Ce qui a marqué le plus je crois la vie de Sœur Marie Thérèse c'est son attachement à la Règle et à ses Supérieures. A la Règle ayant à cœur de demander les permissions les plus petites, partageant la vie de communauté dans la mesure où ses forces le lui permettaient, étant un bel exemple pour chacune. Son amour et son respect de ses supérieures : bien souvent elle demandait des nouvelles de la congrégation.

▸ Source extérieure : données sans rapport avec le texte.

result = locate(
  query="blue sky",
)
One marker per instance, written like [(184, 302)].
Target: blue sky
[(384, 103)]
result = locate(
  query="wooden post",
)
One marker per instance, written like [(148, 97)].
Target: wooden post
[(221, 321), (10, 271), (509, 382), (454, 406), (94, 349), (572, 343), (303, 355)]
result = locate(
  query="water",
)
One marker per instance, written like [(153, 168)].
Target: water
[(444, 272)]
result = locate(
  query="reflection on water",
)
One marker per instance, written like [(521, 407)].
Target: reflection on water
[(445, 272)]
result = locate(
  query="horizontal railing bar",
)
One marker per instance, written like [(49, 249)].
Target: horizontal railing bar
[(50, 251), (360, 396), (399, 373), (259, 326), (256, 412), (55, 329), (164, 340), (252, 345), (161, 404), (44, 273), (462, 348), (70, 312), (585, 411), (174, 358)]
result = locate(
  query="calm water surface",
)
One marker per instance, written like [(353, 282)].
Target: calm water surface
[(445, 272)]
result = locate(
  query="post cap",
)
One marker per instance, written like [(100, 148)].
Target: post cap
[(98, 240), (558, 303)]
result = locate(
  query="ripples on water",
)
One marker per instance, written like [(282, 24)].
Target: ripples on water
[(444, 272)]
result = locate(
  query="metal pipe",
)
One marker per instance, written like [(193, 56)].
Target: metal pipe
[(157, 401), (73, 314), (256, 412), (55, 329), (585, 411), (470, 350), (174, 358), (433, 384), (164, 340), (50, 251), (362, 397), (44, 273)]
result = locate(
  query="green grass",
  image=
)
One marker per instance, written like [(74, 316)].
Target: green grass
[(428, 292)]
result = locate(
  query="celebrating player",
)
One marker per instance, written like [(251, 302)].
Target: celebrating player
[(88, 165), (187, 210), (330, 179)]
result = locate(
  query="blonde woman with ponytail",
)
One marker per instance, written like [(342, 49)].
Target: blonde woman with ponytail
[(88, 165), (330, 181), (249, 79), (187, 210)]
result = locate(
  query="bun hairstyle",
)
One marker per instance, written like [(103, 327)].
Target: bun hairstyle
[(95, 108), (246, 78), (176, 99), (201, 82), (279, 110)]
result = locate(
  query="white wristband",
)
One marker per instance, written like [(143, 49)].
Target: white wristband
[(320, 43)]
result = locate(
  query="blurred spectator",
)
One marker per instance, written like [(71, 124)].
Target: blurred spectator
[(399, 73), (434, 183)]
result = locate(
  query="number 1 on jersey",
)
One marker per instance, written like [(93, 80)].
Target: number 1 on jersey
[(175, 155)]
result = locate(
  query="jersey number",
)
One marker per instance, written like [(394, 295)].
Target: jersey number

Cette vie si belle attirait les enfants, petites comme grandes, et les normaliennes, en allant faire leur visite le soir à la Chapelle, ne manquaient jamais de s'arrêter près de "Mame", à laquelle on avait toujours quelque chose à dire et qui savait appeler telle ou telle qu'elle sentait dans une mauvaise passe. Elle avait formé des générations à Rufisque et aujourd'hui, vieilles grand'mères, mamans et leurs enfants viennent se recueillir près d'elle et lui apporter le dernier témoignage de leur affection et de leur prière. Cette mort éprouvera toutes celles qui la connurent au Sénégal. Nous ne réaliserons qu'au ciel toutes les grâces que nous a valu sa présence dans notre maison et même dans Rufisque dont elle semblait être le paratonnerre.

"Nous pleurons Sœur Marie Thérèse, mais avec l'espoir qu'au ciel elle obtiendra, mieux encore qu'ici-bas, pour la Congrégation et le Sénégal, de nombreux "petits miracles".